Desde o anúncio, todo o caminho trilhado por Star Wars: Battlefront II até o lançamento foi pavimentado por altas expectativas.

Um jogo três vezes maior que seu antecessor, a confirmação da tão pedida campanha singleplayer, uma nova história canônica no universo de Star Wars: o trem do hype do game parecia acelerar sem problemas a uma velocidade suficiente para completar a Kessel Run em menos de 12 parsecs.

Não foi surpresa para ninguém, portanto, a magnitude da decepção da comunidade gamer com o lamaçal de microtransações duvidosas e o sistema de loot boxes do jogo – perigosamente próximo do temido modelo de pagar para vencer.

Mesmo após pouco mais uma semana de seu lançamento oficial, no momento da publicação deste review, a situação ainda parece longe de definida – com uma suspensão de microtransações que pode ou não ser definitiva.

E, infelizmente, os problemas de Star Wars: Battlefront II não acabam por aí.

Mesmo atravessando toda a cortina de fumaça levantada pela polêmica das microtransações e loot boxes, o novo título da Electronic Arts e da DICE ainda tropeça em uma série de outros aspectos que deixam um gostinho amargo na boca por tudo que o game poderia ter sido, mas não consegue ser.

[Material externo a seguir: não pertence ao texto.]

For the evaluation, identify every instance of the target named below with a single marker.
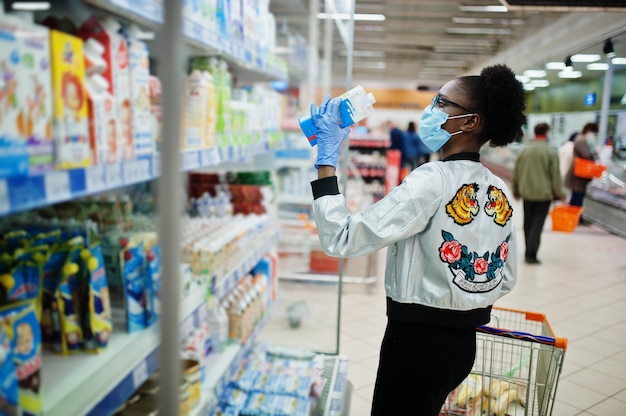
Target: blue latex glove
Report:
(329, 135)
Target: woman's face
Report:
(454, 102)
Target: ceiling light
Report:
(370, 65)
(540, 83)
(535, 73)
(491, 9)
(141, 35)
(570, 74)
(446, 63)
(478, 31)
(31, 5)
(487, 21)
(608, 48)
(582, 57)
(555, 65)
(364, 54)
(357, 16)
(461, 49)
(466, 41)
(598, 66)
(370, 28)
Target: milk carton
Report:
(26, 144)
(103, 126)
(355, 105)
(139, 67)
(70, 126)
(117, 74)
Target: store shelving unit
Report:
(99, 384)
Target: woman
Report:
(584, 148)
(449, 232)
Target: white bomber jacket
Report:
(450, 236)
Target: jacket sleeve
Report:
(405, 211)
(558, 192)
(509, 278)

Uma colcha de retalhos canônica

Bem antes do lançamento oficial Star Wars: Battlefront II, tive a oportunidade de jogar as três primeiras missões da campanha do jogo no quartel general da EA, em Redwood City, na Califórnia.

Divulgação/EA

Após pouco mais de uma hora e meia, não poderia ter saído mais empolgado da sessão de jogatina: com uma protagonista forte e complexa, a história da comandante do Esquadrão Inferno, Iden Versio (Janina Gavankar), prometia explorar o Império Galáctico de dentro para fora, oferecendo novos pontos de vista raramente explorados no universo de Star Wars. Eu estava ansioso para acompanhar o desfecho desse conto.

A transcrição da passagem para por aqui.